What you're talking about is as old as Winsor McKay and his animated dinosaur Gertie.
That is *all* about timing, if the animation backing is pre-recorded. Here in Springfield, the Lincoln Presidential Museum has an interactive show where live actors interact with extensive animation, projected in a room that's like a giant teleprompter head ( AKA the
Pepper's Ghost illusion). Multiple actors take shifts playing the live host, they all pantomime and lip synch to the same pre-recorded master audio track. The track is the guide that keeps everyting in synch, both virtual and practical.
http://www.lincolnlibraryandmuseum.com/ghosts.htm
In your project you might use this principle by pre-recording the audio and cutting your keyable animation to it, then having the presenter lip synch to it.
A more modern way to go would be digital puppetry, using MIDI controllers to operate props or characters in real time, but this is horrendously complicated and so, expensive to do. PBS and Henson's studios are currently doing this sort of thing with 3d-CGI characters for a kid's show. That's very cutting-edge.

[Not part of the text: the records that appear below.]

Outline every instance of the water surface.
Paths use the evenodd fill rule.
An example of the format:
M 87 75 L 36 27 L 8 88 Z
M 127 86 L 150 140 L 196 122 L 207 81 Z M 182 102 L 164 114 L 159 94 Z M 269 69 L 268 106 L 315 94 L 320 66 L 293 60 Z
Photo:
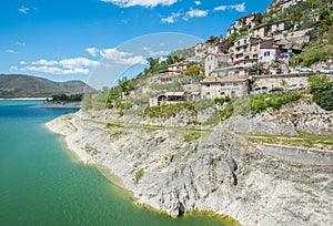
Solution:
M 232 225 L 205 213 L 173 219 L 135 205 L 44 127 L 77 110 L 32 109 L 37 103 L 0 101 L 0 225 Z

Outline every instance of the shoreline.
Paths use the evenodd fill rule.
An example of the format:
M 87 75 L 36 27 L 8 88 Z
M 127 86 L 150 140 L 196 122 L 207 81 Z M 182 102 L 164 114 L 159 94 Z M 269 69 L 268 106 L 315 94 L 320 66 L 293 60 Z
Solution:
M 47 101 L 50 97 L 14 97 L 14 99 L 3 99 L 0 97 L 0 101 Z
M 77 113 L 73 113 L 77 114 Z M 79 145 L 78 143 L 73 142 L 74 137 L 73 134 L 69 133 L 67 130 L 61 131 L 59 130 L 61 127 L 61 125 L 59 124 L 59 122 L 57 122 L 58 120 L 61 120 L 63 122 L 64 117 L 68 117 L 71 115 L 61 115 L 48 123 L 44 124 L 44 126 L 47 127 L 47 130 L 49 130 L 51 133 L 54 133 L 57 135 L 61 136 L 61 140 L 63 141 L 64 144 L 64 148 L 68 150 L 68 152 L 70 152 L 73 157 L 75 158 L 75 161 L 87 165 L 87 166 L 94 166 L 99 170 L 99 172 L 107 177 L 113 185 L 122 188 L 125 193 L 128 193 L 130 196 L 132 196 L 134 204 L 138 206 L 143 206 L 152 212 L 159 213 L 159 214 L 165 214 L 172 218 L 176 218 L 179 216 L 176 215 L 171 215 L 170 213 L 168 213 L 167 210 L 163 209 L 159 209 L 148 203 L 142 203 L 139 202 L 138 198 L 138 191 L 131 189 L 130 187 L 125 186 L 123 178 L 121 178 L 120 176 L 115 175 L 112 172 L 112 168 L 110 168 L 110 166 L 108 166 L 107 164 L 99 164 L 95 163 L 93 161 L 93 158 L 88 155 Z M 62 125 L 63 126 L 63 125 Z M 74 129 L 77 130 L 77 129 Z M 77 131 L 78 132 L 78 131 Z M 79 132 L 80 133 L 80 132 Z M 224 222 L 228 222 L 230 224 L 233 225 L 241 225 L 236 219 L 234 219 L 232 216 L 230 215 L 225 215 L 225 214 L 219 214 L 213 210 L 200 210 L 200 209 L 194 209 L 194 210 L 190 210 L 190 212 L 185 212 L 182 216 L 186 217 L 186 216 L 191 216 L 193 214 L 208 214 L 210 216 L 213 217 L 218 217 L 221 218 Z
M 68 151 L 80 162 L 105 170 L 101 173 L 133 195 L 138 205 L 159 213 L 175 217 L 195 210 L 211 212 L 239 225 L 251 225 L 256 219 L 272 226 L 331 222 L 331 212 L 325 208 L 331 198 L 317 189 L 327 189 L 326 183 L 319 181 L 307 192 L 302 187 L 312 186 L 313 177 L 327 178 L 332 167 L 307 171 L 311 165 L 294 165 L 265 155 L 259 147 L 246 145 L 241 136 L 224 131 L 222 124 L 199 143 L 185 143 L 184 134 L 172 129 L 107 129 L 105 123 L 92 121 L 83 112 L 62 115 L 46 125 L 64 137 Z M 310 181 L 299 177 L 300 171 Z M 140 177 L 139 172 L 143 172 Z M 113 176 L 122 183 L 113 181 Z M 319 197 L 315 203 L 313 195 Z M 276 206 L 284 210 L 276 212 Z M 295 206 L 300 206 L 301 218 L 294 217 Z M 307 216 L 312 216 L 310 222 Z

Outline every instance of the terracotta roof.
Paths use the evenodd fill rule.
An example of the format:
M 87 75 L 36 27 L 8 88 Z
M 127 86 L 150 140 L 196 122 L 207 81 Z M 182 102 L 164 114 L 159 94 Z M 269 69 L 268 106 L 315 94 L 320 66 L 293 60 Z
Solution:
M 245 82 L 248 79 L 221 79 L 221 78 L 205 78 L 200 83 L 226 83 L 226 82 Z

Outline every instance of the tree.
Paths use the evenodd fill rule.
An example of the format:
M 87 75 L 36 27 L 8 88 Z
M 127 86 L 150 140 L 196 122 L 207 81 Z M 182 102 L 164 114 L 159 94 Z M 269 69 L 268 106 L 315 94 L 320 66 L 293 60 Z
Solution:
M 193 64 L 188 68 L 188 70 L 185 71 L 185 74 L 186 75 L 199 75 L 201 71 L 202 71 L 202 69 L 199 64 Z
M 239 32 L 234 32 L 232 34 L 230 34 L 230 37 L 228 38 L 228 41 L 230 41 L 231 44 L 234 43 L 234 41 L 240 37 L 241 34 Z
M 120 96 L 123 97 L 124 94 L 128 94 L 129 91 L 133 90 L 133 83 L 124 76 L 118 80 L 118 89 Z
M 327 75 L 314 75 L 309 78 L 310 92 L 313 101 L 326 111 L 333 110 L 332 82 Z

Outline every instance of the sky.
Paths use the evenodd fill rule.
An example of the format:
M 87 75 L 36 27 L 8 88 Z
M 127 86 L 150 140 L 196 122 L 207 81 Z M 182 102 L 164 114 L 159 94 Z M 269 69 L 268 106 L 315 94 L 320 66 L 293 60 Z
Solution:
M 225 37 L 235 19 L 271 1 L 1 0 L 0 73 L 110 86 L 147 58 Z M 113 80 L 98 82 L 100 74 Z

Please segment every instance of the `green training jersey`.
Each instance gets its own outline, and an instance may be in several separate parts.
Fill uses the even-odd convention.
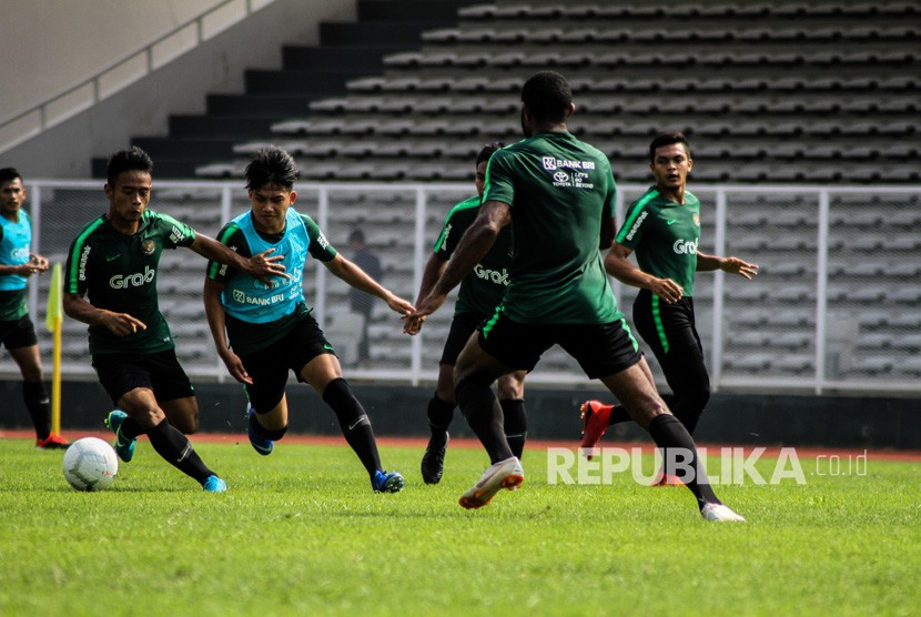
[[[568,132],[497,151],[483,201],[512,209],[510,282],[503,304],[527,324],[603,324],[624,314],[598,250],[617,189],[607,156]]]
[[[328,262],[335,259],[337,252],[326,240],[326,236],[323,235],[323,232],[320,230],[320,225],[317,225],[314,220],[306,214],[296,213],[296,215],[300,216],[301,221],[304,223],[304,229],[308,239],[307,252],[310,255],[322,262]],[[289,233],[287,226],[285,226],[284,231],[277,234],[261,233],[255,230],[255,227],[253,227],[253,231],[261,240],[265,241],[270,245],[289,246],[289,243],[282,242],[285,239],[285,234]],[[250,257],[253,254],[250,243],[246,240],[246,235],[236,219],[224,225],[217,234],[217,240],[233,251],[236,251],[243,257]],[[286,253],[272,254],[284,254],[286,261],[290,256]],[[301,259],[301,263],[298,264],[285,263],[285,267],[287,267],[287,273],[295,279],[295,286],[301,289],[304,282],[303,259]],[[208,277],[212,281],[227,285],[234,276],[249,276],[249,274],[239,272],[226,264],[209,262]],[[291,328],[294,327],[298,321],[306,317],[310,312],[311,308],[306,305],[306,303],[298,302],[294,305],[293,311],[286,315],[282,315],[276,320],[265,323],[253,323],[236,318],[225,311],[224,314],[227,340],[230,341],[230,345],[233,351],[237,354],[249,354],[265,348],[269,345],[284,338],[287,333],[291,332]]]
[[[28,312],[26,290],[0,291],[0,322],[17,322]]]
[[[117,336],[104,325],[91,325],[90,355],[151,354],[172,350],[173,338],[156,299],[156,269],[163,249],[190,246],[195,231],[172,216],[145,210],[133,235],[115,230],[100,216],[70,245],[64,293],[85,294],[98,308],[128,313],[146,330]]]
[[[630,204],[615,237],[636,252],[639,269],[659,279],[671,279],[694,296],[697,245],[700,242],[700,201],[685,192],[675,203],[651,186]]]
[[[464,232],[479,214],[479,196],[474,196],[451,209],[438,241],[435,242],[435,254],[438,257],[445,261],[451,259]],[[510,266],[512,227],[506,225],[483,261],[460,282],[454,314],[476,313],[484,318],[490,316],[505,295]]]

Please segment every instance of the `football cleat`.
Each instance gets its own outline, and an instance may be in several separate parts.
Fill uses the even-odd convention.
[[[214,474],[208,476],[208,479],[202,484],[205,493],[226,493],[227,483],[215,476]]]
[[[586,401],[579,407],[583,418],[583,454],[591,461],[595,454],[595,444],[608,429],[611,405],[605,405],[600,401]]]
[[[516,490],[523,482],[525,471],[522,468],[522,462],[513,456],[486,469],[479,482],[464,493],[458,503],[467,509],[482,508],[503,488]]]
[[[275,443],[269,437],[256,435],[256,432],[253,431],[253,422],[259,422],[253,417],[256,411],[252,407],[246,412],[246,434],[250,436],[250,443],[253,445],[253,449],[263,456],[269,456],[272,454]]]
[[[113,409],[105,417],[105,426],[111,428],[112,433],[115,434],[115,443],[113,444],[115,453],[119,455],[119,458],[125,463],[130,462],[134,457],[134,442],[136,441],[136,438],[126,439],[122,436],[122,423],[124,423],[126,418],[128,414],[121,409]]]
[[[444,443],[438,446],[435,436],[428,438],[428,446],[422,455],[422,479],[425,484],[438,484],[445,471],[445,453],[447,452],[448,434],[445,433]]]
[[[704,507],[700,508],[700,516],[704,517],[704,520],[712,520],[713,523],[745,523],[743,517],[722,504],[704,504]]]
[[[403,476],[396,472],[374,472],[371,478],[371,487],[375,493],[399,493],[403,490]]]
[[[67,449],[68,446],[70,443],[67,439],[53,433],[44,439],[36,439],[37,449]]]

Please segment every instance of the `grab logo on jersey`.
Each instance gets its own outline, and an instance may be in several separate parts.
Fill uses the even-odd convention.
[[[697,240],[676,240],[671,249],[679,255],[696,255]]]
[[[487,270],[479,264],[474,266],[474,274],[476,274],[477,279],[483,279],[484,281],[489,281],[490,283],[495,283],[497,285],[508,285],[508,271],[506,269],[502,269],[502,272],[498,270]]]
[[[149,265],[144,266],[144,272],[135,272],[134,274],[121,275],[115,274],[109,279],[109,286],[113,290],[126,290],[129,287],[141,287],[148,283],[153,282],[156,271]]]

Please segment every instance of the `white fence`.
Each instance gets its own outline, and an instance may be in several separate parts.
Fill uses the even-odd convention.
[[[77,232],[108,209],[102,181],[32,181],[27,189],[33,251],[52,261],[63,262]],[[620,186],[618,220],[625,203],[645,189]],[[700,250],[761,266],[751,282],[723,273],[697,276],[698,330],[715,390],[921,394],[921,188],[697,185],[694,192],[704,204]],[[348,233],[363,230],[384,264],[383,283],[412,301],[445,214],[473,194],[473,183],[303,183],[297,193],[298,210],[313,216],[346,256]],[[242,182],[155,181],[151,208],[213,236],[247,201]],[[158,274],[161,308],[186,371],[199,381],[226,381],[202,307],[203,274],[198,255],[164,253]],[[322,324],[348,310],[347,286],[317,262],[308,261],[304,277],[307,301]],[[51,338],[41,326],[47,289],[48,276],[33,279],[29,302],[50,373]],[[616,282],[614,289],[629,318],[637,290]],[[368,324],[372,361],[346,366],[346,376],[433,382],[451,315],[452,306],[445,305],[422,335],[408,337],[398,317],[375,302]],[[332,343],[344,348],[350,341]],[[17,374],[8,354],[0,356],[0,372]],[[85,326],[72,320],[64,323],[63,374],[93,376]],[[529,381],[586,383],[557,348]]]

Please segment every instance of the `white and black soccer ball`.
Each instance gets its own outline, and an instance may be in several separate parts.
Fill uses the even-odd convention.
[[[119,473],[119,457],[99,437],[77,439],[64,452],[64,477],[77,490],[102,490]]]

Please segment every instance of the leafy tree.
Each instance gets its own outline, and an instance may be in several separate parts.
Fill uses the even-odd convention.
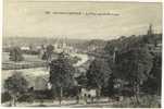
[[[86,75],[88,86],[98,89],[98,97],[100,97],[102,87],[108,86],[111,73],[112,70],[109,68],[109,64],[104,59],[96,59],[90,63]]]
[[[60,95],[60,104],[63,88],[70,88],[74,85],[74,72],[73,64],[71,64],[64,53],[60,53],[59,58],[50,63],[50,83],[52,84],[52,89]]]
[[[13,105],[16,106],[18,97],[28,89],[28,83],[20,72],[13,72],[13,75],[4,81],[4,88],[11,95]]]
[[[14,62],[23,61],[24,58],[23,58],[21,48],[20,47],[11,48],[9,59]]]
[[[162,85],[162,55],[155,55],[153,58],[153,68],[150,72],[148,81],[144,82],[142,88],[149,94],[161,95]]]
[[[131,48],[117,56],[118,62],[115,64],[115,76],[129,82],[133,86],[135,97],[138,101],[140,85],[148,80],[153,66],[152,56],[147,48]]]

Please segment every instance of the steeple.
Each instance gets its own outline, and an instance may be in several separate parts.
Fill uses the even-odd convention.
[[[148,35],[152,35],[153,31],[152,31],[152,24],[149,25],[149,29],[148,29]]]

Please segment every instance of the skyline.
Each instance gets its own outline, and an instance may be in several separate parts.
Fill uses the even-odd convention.
[[[116,13],[119,15],[68,15],[50,12]],[[149,24],[162,33],[162,3],[121,2],[4,2],[3,37],[66,37],[114,39],[147,34]]]

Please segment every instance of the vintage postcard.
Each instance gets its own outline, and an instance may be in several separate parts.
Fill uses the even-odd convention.
[[[3,0],[3,107],[162,107],[162,2]]]

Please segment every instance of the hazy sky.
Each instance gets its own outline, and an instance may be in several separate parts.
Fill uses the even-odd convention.
[[[46,14],[92,12],[118,15]],[[3,36],[113,39],[146,34],[150,23],[162,32],[162,3],[123,2],[27,2],[4,0]]]

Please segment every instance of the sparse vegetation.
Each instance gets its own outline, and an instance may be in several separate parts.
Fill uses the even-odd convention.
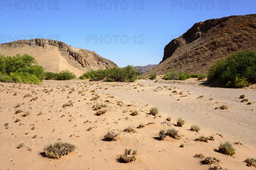
[[[181,117],[179,117],[177,119],[177,126],[182,127],[185,124],[185,120]]]
[[[166,118],[166,120],[168,122],[171,122],[171,120],[172,119],[170,117],[167,117]]]
[[[219,79],[227,87],[241,88],[256,82],[256,51],[240,51],[220,60],[210,68],[209,80]]]
[[[218,146],[218,151],[225,155],[232,156],[236,153],[236,150],[232,144],[229,142],[221,143]]]
[[[44,151],[47,156],[58,159],[62,156],[73,152],[76,147],[75,145],[70,143],[58,141],[44,147]]]
[[[140,129],[143,128],[145,128],[145,125],[144,124],[143,124],[142,123],[140,123],[140,124],[139,124],[139,126],[138,126],[137,128],[138,129]]]
[[[192,125],[191,126],[191,128],[190,129],[190,130],[196,132],[198,132],[201,130],[200,127],[196,125]]]
[[[131,116],[136,116],[138,115],[138,112],[136,110],[133,111],[131,114]]]
[[[109,69],[99,70],[85,73],[79,78],[100,80],[105,79],[106,81],[135,82],[138,79],[139,73],[135,68],[128,65],[124,68],[112,67]]]
[[[149,113],[153,116],[156,116],[158,114],[158,109],[157,108],[152,108],[149,110]]]
[[[244,162],[246,162],[246,166],[248,166],[248,167],[252,166],[256,168],[256,159],[247,158]]]
[[[225,110],[228,109],[228,107],[227,105],[222,105],[220,107],[220,109],[221,110]]]
[[[115,133],[114,132],[111,132],[110,131],[108,131],[107,134],[105,135],[104,137],[105,139],[107,139],[110,141],[115,141],[116,140],[116,137],[117,136],[117,134]]]
[[[107,110],[97,110],[96,112],[96,115],[97,116],[100,116],[102,114],[104,114],[106,112],[107,112]]]
[[[124,131],[125,132],[132,132],[134,133],[136,132],[136,130],[135,130],[135,128],[134,128],[134,126],[131,126],[131,125],[125,128]]]
[[[119,161],[127,163],[135,161],[136,160],[137,156],[137,151],[136,150],[134,150],[132,153],[131,149],[129,150],[125,149],[123,153],[119,155],[118,157]]]
[[[205,164],[213,164],[219,162],[220,160],[218,158],[214,157],[207,156],[204,159],[204,162]]]
[[[168,129],[168,130],[166,130],[166,135],[177,139],[179,137],[179,135],[178,135],[178,130],[176,130],[175,128],[171,128],[170,129]]]
[[[187,73],[181,73],[175,70],[172,70],[170,73],[165,74],[163,79],[166,80],[185,80],[189,78],[192,77],[197,78],[198,79],[201,80],[206,77],[207,76],[205,74],[199,73],[194,73],[189,74]]]
[[[153,74],[149,75],[148,78],[151,80],[156,79],[157,78],[157,74]]]
[[[0,82],[40,84],[44,78],[44,68],[32,56],[0,54]]]

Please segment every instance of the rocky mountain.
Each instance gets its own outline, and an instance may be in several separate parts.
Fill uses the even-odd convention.
[[[68,69],[78,76],[88,71],[117,66],[95,52],[51,40],[20,40],[3,43],[0,45],[0,51],[6,56],[27,54],[34,57],[47,71]]]
[[[135,66],[135,69],[140,73],[143,73],[157,65],[157,64],[148,65],[145,66]]]
[[[172,70],[207,73],[218,60],[240,50],[256,50],[256,14],[196,23],[164,48],[163,60],[144,74]]]

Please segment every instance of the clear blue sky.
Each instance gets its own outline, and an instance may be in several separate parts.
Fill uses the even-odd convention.
[[[256,1],[1,0],[0,43],[50,38],[120,67],[158,64],[165,46],[195,23],[255,14]]]

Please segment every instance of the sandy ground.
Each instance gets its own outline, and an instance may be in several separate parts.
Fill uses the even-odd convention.
[[[189,81],[194,80],[187,82]],[[202,153],[219,158],[223,169],[255,169],[243,161],[256,157],[255,88],[162,82],[74,80],[44,81],[41,85],[0,84],[0,169],[208,169],[210,165],[194,157]],[[73,87],[75,90],[72,91]],[[90,91],[93,89],[95,92]],[[27,93],[32,96],[24,97]],[[252,104],[240,102],[239,97],[243,94]],[[97,100],[90,100],[96,95],[100,96]],[[73,106],[62,107],[70,101]],[[92,106],[97,102],[108,106],[106,113],[95,115]],[[20,105],[15,108],[18,103]],[[214,109],[224,105],[228,109]],[[156,116],[148,114],[152,107],[159,110]],[[23,112],[15,114],[19,109]],[[131,115],[134,110],[139,114]],[[25,111],[30,114],[23,117]],[[168,116],[172,118],[170,122],[166,120]],[[185,120],[182,127],[176,126],[179,117]],[[20,121],[15,122],[17,119]],[[8,128],[6,123],[9,123]],[[140,123],[145,127],[136,128],[136,133],[123,130],[125,127],[136,128]],[[200,126],[198,133],[189,130],[194,124]],[[92,130],[87,131],[90,127]],[[166,137],[159,140],[159,131],[170,128],[179,130],[179,139]],[[102,140],[108,130],[119,134],[116,141]],[[215,140],[208,143],[194,141],[201,135],[212,136]],[[58,159],[46,157],[43,147],[60,140],[77,147]],[[233,156],[215,151],[227,141],[242,143],[234,144],[236,153]],[[26,147],[18,149],[22,143]],[[183,147],[179,147],[181,144]],[[137,150],[136,161],[117,161],[117,156],[130,148]]]

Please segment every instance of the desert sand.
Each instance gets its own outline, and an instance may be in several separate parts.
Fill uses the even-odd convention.
[[[1,83],[0,169],[208,169],[210,165],[203,164],[202,159],[194,157],[201,153],[219,159],[223,169],[255,169],[243,161],[256,156],[255,88],[209,87],[193,83],[193,79],[183,82],[154,82]],[[27,93],[31,96],[24,97]],[[252,104],[240,102],[242,94]],[[90,100],[96,95],[100,96],[97,100]],[[63,107],[69,102],[73,106]],[[106,113],[96,115],[92,106],[97,102],[108,106]],[[17,103],[20,106],[15,108]],[[228,109],[215,109],[224,105]],[[156,116],[149,114],[153,107],[159,111]],[[19,109],[23,112],[15,114]],[[134,110],[138,114],[131,115]],[[23,117],[25,111],[30,114]],[[166,121],[167,117],[171,118],[170,122]],[[179,117],[185,120],[182,127],[176,125]],[[20,121],[15,122],[17,119]],[[145,127],[136,128],[140,123]],[[192,125],[201,130],[198,133],[190,130]],[[134,125],[136,132],[124,131],[129,125]],[[89,128],[91,130],[87,131]],[[179,139],[166,137],[159,140],[160,130],[170,128],[179,130]],[[116,141],[102,140],[108,130],[119,134]],[[212,136],[214,140],[194,141],[202,135]],[[46,157],[44,146],[58,140],[74,144],[77,147],[60,159]],[[236,153],[233,156],[215,151],[221,143],[227,141],[242,144],[234,144]],[[18,149],[22,143],[25,147]],[[179,147],[181,144],[183,148]],[[136,161],[118,162],[117,156],[130,148],[137,150]]]

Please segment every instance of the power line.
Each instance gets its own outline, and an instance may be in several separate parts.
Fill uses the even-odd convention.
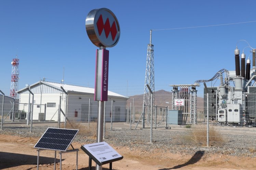
[[[248,21],[247,22],[236,22],[236,23],[234,23],[225,24],[218,24],[217,25],[210,25],[204,26],[195,26],[195,27],[181,27],[181,28],[166,28],[165,29],[155,29],[155,30],[152,30],[152,31],[162,31],[162,30],[178,30],[178,29],[180,29],[194,28],[201,28],[201,27],[215,27],[217,26],[222,26],[228,25],[233,25],[234,24],[245,24],[245,23],[250,23],[250,22],[256,22],[256,21]]]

You could reverse-engineer the whole thing as well, I suppose, by not making the animation until the actor plate has been shot and stabilized, then you can use tracking software to create motion paths for virtual objects, or just brute-force keyframe the movements and positions to hit specific marks. Depends on your skills and budget.
One last suggestion; have one or two practical (i.e.real) props or set items in the shot if possible, not just to give the actors more landmarks to base their performance around, but also to add a middle distance of things between the foreground actor and the fake backdrop, thus blending the boundaries to help sell the illusion. If a warehouse scene, a few real boxes stacked here and there on the set and a hand truck, etc. or a fake pillar, real hanging industrial light fixture, anything like that, can help.